2.6 DNNESCAN: a framework for TFBS Prediction
DNNESCAN framework is composed of two main parts. The first part (building module) is used to build TFBS classification models using a given training sequence-set and the second part (testing module) is to identify TFBSs using the learned classifiers by scanning DNA sequences. The building module is made up of a pre-processing unit and learning unit while the testing module has only the classification unit that implicitly utilizes some of the functions of the pre-processing and learning units. The first step in the pre-processing unit is K-mer extraction. A window of size K is used to scan DNA sequences and generate K-mers by shifting the window one nucleotide position each time. As a result, a sequence of length L is partitioned into L − K +1 K-mers. The reverse complement of each K-mer is generated as well. Next, the width and mean of a DNA binding affinity signal are calculated for each K-mer and its reverse complement using the PFM model. The two-stage background filtering is applied to reduce the number of non-functional K-mers in the sequence-set. In the training module, an adaptive ellipsoidal filter model is built using the training K-mers and then it is used to filter out background K-mers in the training and testing sequences. Once the unnecessary K-mers are filtered out, a features extraction procedure is executed to calculate the numerical features for each of the remaining K-mers as was thoroughly explained earlier. The values of these features are then normalized to [0, 1] to remove the bias of different feature scales.

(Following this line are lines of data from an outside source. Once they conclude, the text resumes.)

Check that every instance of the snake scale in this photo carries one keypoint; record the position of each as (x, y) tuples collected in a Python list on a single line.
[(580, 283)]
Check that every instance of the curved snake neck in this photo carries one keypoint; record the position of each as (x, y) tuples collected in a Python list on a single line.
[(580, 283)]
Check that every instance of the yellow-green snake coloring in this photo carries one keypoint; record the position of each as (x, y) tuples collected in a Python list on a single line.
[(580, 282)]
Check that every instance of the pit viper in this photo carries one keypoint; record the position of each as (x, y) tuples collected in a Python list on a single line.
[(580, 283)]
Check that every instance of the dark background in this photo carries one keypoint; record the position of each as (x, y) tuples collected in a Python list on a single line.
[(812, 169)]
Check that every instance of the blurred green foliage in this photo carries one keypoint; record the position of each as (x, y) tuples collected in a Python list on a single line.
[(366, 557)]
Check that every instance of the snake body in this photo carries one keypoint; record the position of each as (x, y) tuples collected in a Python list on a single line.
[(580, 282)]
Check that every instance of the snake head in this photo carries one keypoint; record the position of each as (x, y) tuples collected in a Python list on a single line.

Once K-mers are characterized with numerical features, the DNNE models can be learnt from these labeled feature vectors. However, the data imbalance reduction algorithm is needed to reduce the imbalance between true binding sites and background K-mers. Afterward, the feature selection algorithm is applied and the selected features are decided based on the training K-mer set only to be used for testing K-mers as well. Eventually, neural network ensemble models are created using the DNNE learning algorithm (Alhamdoosh and Wang, 2014) and a K-mer is classified as a true binding site if the DNNE output is greater than 0 and as a background sequence otherwise. Moreover, all K-mers that are filtered out in the pre-processing stage are labeled as background sequences. Fig. 1 illustrates the architecture of our proposed framework.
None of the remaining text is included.